What are the complications of cholecystitis and cholangitis?
Some complications of cholecystitis and cholangitis include:1 4 5
| Cholecystitis | Cholangitis |
| Gall bladder perforation | Liver abscess |
| Emphysema | Endocarditis |
| Gangrene | Sepsis |
| Multiple organ system dysfunction | |
| Portal vein thrombosis | |
| Gastrointestinal bleeding | |
| shock | |
| Acute pancreatitis |
How do I prevent cholangitis and cholecystitis?
The following measures can be taken to reduce the risk of developing cholecystitis and cholangitis:
- Management of gallstones
- Regular exercises
- Regular checkups for those with biliary conditions.
- Avoid a rapid loss of weight
- Regular checkups for those over the age of 60
- Balanced diet: Avoid high-fat diets
Summary
Cholangitis and cholecystitis are biliary conditions that are a product of biliary obstruction—however, while cholecystitis affects the neck of the gallbladder, cholangitis affects the biliary ducts. Although both conditions can be caused by malignancies, biliary obstructions, and parasites, they differ in some symptoms.

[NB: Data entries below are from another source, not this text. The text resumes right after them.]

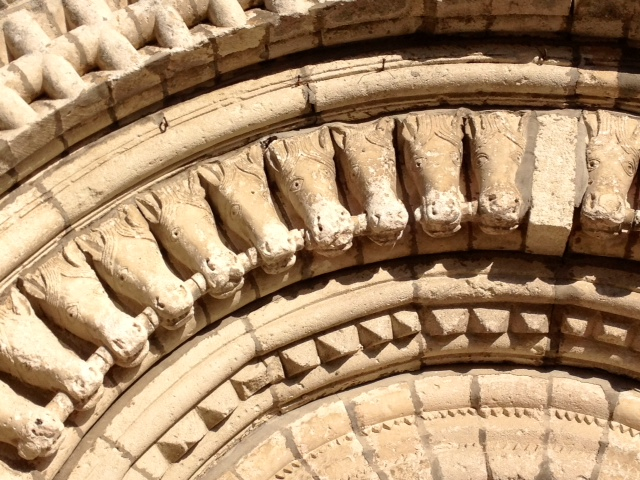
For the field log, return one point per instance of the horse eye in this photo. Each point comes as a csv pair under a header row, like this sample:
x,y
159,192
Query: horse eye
x,y
296,184
629,168
123,274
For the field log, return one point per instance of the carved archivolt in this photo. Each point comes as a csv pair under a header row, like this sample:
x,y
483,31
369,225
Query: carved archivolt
x,y
369,323
112,284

Cholangitis presents with symptoms like the Charcot triad and Reynold's pentad, while cholecystitis presents with nausea, vomiting, and anorexia, to name a few. Another distinction would be in the way they develop. Where cholecystitis blockages cause an inflammatory response, cholangitis blockages cause bacteria to reflux, which infects the bile.

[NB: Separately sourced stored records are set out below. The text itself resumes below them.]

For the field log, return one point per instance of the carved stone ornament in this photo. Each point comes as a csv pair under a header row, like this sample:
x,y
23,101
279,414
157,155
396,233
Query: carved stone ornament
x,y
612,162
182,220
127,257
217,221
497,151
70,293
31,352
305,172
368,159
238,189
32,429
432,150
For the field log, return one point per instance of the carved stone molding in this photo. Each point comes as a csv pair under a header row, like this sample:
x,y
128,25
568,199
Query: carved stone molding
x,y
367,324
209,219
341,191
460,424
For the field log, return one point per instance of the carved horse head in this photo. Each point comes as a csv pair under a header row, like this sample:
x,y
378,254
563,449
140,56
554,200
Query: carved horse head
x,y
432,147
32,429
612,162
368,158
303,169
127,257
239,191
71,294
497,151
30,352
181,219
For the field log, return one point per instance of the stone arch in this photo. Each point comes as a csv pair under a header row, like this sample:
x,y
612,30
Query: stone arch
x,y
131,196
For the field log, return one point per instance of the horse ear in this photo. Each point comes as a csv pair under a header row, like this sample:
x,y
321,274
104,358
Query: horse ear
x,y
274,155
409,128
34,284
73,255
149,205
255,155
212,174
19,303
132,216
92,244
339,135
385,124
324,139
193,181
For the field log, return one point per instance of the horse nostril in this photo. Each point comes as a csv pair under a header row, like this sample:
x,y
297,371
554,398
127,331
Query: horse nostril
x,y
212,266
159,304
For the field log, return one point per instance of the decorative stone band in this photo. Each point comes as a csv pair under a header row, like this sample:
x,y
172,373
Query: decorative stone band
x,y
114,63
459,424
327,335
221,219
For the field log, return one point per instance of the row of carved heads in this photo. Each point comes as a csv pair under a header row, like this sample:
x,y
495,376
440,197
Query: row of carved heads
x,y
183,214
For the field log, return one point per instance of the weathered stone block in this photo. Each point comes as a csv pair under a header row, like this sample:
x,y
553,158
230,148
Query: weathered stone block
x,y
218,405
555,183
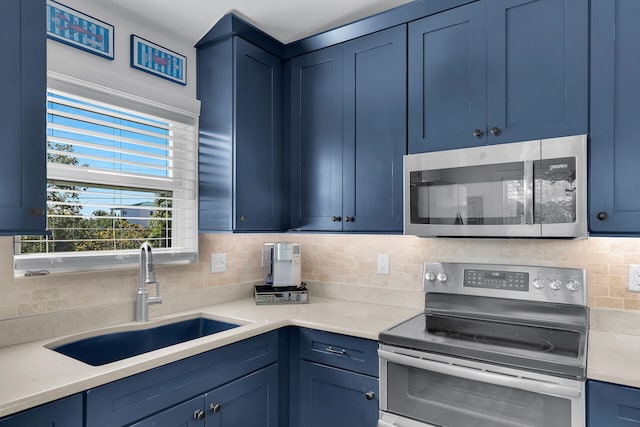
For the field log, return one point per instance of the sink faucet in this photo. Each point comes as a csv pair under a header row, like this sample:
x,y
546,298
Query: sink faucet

Cholecystitis's main diagnosis is based on the presence of all three symptoms:
- Constant pain in the right upper quadrant for more than 12 hours
- Tenderness in the right upper quadrant with or without Murphy's sign or palpable mass
- Inflammatory responses
Cholangitis diagnosis involves imaging studies, blood cultures, laboratory results, and clinical features.

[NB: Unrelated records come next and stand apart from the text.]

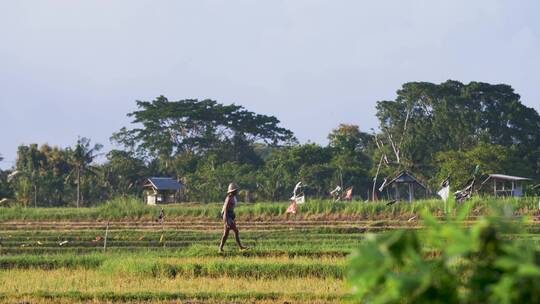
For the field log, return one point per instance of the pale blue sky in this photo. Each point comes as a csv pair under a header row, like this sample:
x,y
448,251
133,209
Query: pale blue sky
x,y
70,68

Cholecystitis is treated with surgery; however, in cholangitis, surgery is the last resort. Other interventions, like antimicrobial treatment and bladder drainage, are done first. The complications of this condition are numerous, especially for cholangitis. Therefore, preventive measures should be taken.
References
- Indar AA. Acute cholecystitis. BMJ [Internet]. 2002 Sep 21;325(7365):639–43. Available from: https://www.bmj.com/content/325/7365/639.full
- Sharp KW. Acute Cholecystitis. Surgical Clinics of North America [Internet]. 1988 Apr 1 [cited 2024 Jun 11];68(2):269–79. Available from: https://www.sciencedirect.com/science/article/abs/pii/S0039610916444774?via%3Dihub
- Lipsett PA, Pitt HA. Acute Cholangitis. Surgical Clinics of North America [Internet]. 1990 Dec 1 [cited 2024 Jun 11];70(6):1297–312. Available from: https://www.sciencedirect.com/science/article/abs/pii/S0039610916452850
- Knab LM, Boller AM, Mahvi DM. Cholecystitis. The Surgical Clinics of North America [Internet]. 2014 Apr 1;94(2):455–70. Available from: https://www.ncbi.nlm.nih.gov/pubmed/24679431
- An Z, Braseth AL, Sahar N. Acute Cholangitis: Causes, Diagnosis, and Management. Gastroenterology Clinics of North America [Internet]. 2021 Jun 1 [cited 2024 Jun 11];50(2):403–14. Available from: https://pubmed.ncbi.nlm.nih.gov/34024448/
- Cho JY. Risk Factors for Acute Cholecystitis and a Complicated Clinical Course in Patients With Symptomatic Cholelithiasis. Archives of Surgery. 2010 Apr 1;145(4):329.